HONOLULU (AP) - The scaled-back version of President Donald Trump’s travel ban has illogical standards for who should be prohibited from entering the country, Hawaii’s attorney general said Friday.
Doug Chin raised questions about why a stepbrother or stepsister should be allowed into the country but not a grandmother.
“What does the U.S. government have against grandmothers?” Chin asked. “Why is it that those people not allowed to come into the country? What national security initiative are we thinking about?”
He spoke days after the Trump administration, acting after the Supreme Court partially restored Trump’s travel ban executive order, set new criteria barring entry to the U.S. for some citizens from six majority-Muslim countries.
Under the temporary rules, citizens of Syria, Sudan, Somalia, Libya, Iran and Yemen who already have visas will be allowed to enter. But people from those countries who want new visas will now have to prove a close family relationship or an existing relationship with an entity like a school or business in the U.S.
The State Department said the personal relationships would include a parent, spouse, son, daughter, son-in-law, daughter-in-law or sibling already in the United States. It does not include other relationships such as grandparents, grandchildren, aunts and uncles.

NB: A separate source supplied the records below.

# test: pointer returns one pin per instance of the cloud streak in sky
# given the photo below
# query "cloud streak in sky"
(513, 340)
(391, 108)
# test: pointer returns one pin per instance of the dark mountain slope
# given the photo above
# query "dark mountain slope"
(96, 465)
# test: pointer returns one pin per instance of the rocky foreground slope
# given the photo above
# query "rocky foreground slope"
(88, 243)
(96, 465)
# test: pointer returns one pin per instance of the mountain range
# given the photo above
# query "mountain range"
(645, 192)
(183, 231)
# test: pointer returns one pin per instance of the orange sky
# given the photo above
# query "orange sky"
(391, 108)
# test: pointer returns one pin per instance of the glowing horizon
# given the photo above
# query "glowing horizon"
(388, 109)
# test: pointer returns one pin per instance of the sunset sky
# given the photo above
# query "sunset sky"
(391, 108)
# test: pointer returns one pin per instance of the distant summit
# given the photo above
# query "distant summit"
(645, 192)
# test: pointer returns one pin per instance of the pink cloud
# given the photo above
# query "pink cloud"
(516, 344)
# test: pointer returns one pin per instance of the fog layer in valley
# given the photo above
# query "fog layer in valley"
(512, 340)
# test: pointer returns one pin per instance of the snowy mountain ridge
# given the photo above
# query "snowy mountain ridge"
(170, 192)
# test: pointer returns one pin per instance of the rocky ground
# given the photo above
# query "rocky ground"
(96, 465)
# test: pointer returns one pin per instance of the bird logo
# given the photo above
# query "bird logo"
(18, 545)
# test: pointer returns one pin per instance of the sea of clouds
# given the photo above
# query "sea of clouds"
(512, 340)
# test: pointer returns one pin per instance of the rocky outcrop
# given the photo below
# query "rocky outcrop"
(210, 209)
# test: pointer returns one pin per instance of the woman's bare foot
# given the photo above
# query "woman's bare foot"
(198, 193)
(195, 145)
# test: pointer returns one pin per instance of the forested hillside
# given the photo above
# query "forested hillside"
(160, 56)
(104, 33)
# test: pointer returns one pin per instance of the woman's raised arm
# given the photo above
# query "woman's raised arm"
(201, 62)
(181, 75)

Chin on Thursday filed an emergency motion asking a federal judge to rule the administration may not enforce the ban against relatives like grandparents, aunts and uncles.
Hakim Ouansafi, the president of the Muslim Association of Hawaii, said the new version of the travel ban would still affect families even though it is more limited than the initial plan by Trump’s administration. “Now we have to struggle with explaining to our children that grandpa and grandma are not considered close family members,” Ouansafi said.
The ban was “vindictive in its inception and it continues to be,” he said. “It seems that this policy is no longer about securing our country when you say to an 80-year-old grandpa you cannot come in.”
Hawaii in February sued to stop Trump’s initial executive order banning people from majority-Muslim countries, saying the policy separates Hawaii’s families and degrades values Hawaii has worked hard to protect.
The U.S. Supreme Court earlier this week said it would hear full arguments on the case in October.
Until then, it allowed the ban to be enforced if visitors lack a “credible claim of a bona fide relationship with a person or entity in the United States.”